The following is a summary of “Incidence of asymptomatic catheter-related thrombosis in intensive care unit patients: a prospective cohort study,” published in the October 2023 issue of Critical Care by Abbruzzese et al.
Catheter-related thrombosis (CRT) incidence and risk factors vary widely in the literature due to study design and methodology differences. Researchers started a prospective study to assess the incidence, incidence rate (IR), cumulative incidence, and risk factors of asymptomatic CRT in non-oncologic Intensive Care Unit (ICU) patients.
They assessed CRT development daily through ultrasound screening. CRT IRs were calculated as the number of CRT events per catheter day (cd). The cumulative incidence of CRTs was estimated using Kalbfleisch and Prentice’s method. Used Poisson regression models to calculate IR ratios for risk factor analysis.
The results showed 203 patients included, 50 (25%, 95% CI 19–31) experienced CRT, with 52 (14%, 95% CI 11–18) catheters inserted leading to CRT development [with an incidence rate of 17.7 (13.5–23.2) CRTs per 1000*cd] within 5 [3–10] days of insertion. Most CRTs (88%) were partial and asymptomatic.

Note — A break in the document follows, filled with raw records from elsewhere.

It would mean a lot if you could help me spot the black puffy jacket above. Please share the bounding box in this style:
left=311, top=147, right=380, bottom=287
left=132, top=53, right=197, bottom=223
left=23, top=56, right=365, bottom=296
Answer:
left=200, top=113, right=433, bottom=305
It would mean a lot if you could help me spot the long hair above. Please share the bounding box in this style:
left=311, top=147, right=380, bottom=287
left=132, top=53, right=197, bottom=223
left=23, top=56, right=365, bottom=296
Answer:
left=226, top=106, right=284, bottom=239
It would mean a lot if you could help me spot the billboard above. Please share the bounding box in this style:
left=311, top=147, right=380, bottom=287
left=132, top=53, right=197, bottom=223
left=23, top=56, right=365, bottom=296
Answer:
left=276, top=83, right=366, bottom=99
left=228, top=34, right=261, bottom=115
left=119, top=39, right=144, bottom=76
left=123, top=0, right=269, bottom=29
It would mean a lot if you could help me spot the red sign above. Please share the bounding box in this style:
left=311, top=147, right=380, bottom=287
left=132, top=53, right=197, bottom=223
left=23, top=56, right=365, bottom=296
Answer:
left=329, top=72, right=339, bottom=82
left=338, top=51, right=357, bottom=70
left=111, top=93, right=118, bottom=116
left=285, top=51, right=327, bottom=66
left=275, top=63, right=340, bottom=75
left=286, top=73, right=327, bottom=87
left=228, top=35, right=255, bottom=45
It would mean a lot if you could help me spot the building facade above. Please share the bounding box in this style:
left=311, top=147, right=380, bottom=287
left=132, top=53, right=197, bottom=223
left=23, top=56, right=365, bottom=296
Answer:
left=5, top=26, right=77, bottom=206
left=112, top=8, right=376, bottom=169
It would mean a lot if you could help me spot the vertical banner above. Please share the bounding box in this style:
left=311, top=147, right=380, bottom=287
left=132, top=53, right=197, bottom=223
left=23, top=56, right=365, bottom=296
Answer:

Obesity and ECMO support emerged as patient-related protective factors [IRR) 0.24 (0.10–0.60), P=0.002 and 0.05 (0.01–0.50), P=0.011]. CRT incidence rates were higher in the internal jugular vein than in other sites [20.1 vs. 5.9 CRTs per 1000*cd, IRR 4.22 (1.22–14.63), P=0.023]. Catheter-related risk factors included the pulmonary artery catheter and left-side cannulation [IRR 4.24 (2.00–9.00), P< 0.001 vs. central venous catheters; IRR 2.69 (1.45–4.98), P=0.002 vs. right cannulation]. There was no statistically significant effect of the number of simultaneously inserted catheters [IRR 1.11 (0.64–1.94), P=0.708] and catheterization length [IRR 1.09 (0.97–1.22), P=0.155]. CRT patients had a longer ICU length of stay (20 [15–31] days vs. 6 [4–14] days, P<0.001), while no difference in mortality was observed.
Investigators concluded that CRTs, common and rarely symptomatic, may be affected by obesity, ECMO, PAC, IJV, and left-side positioning.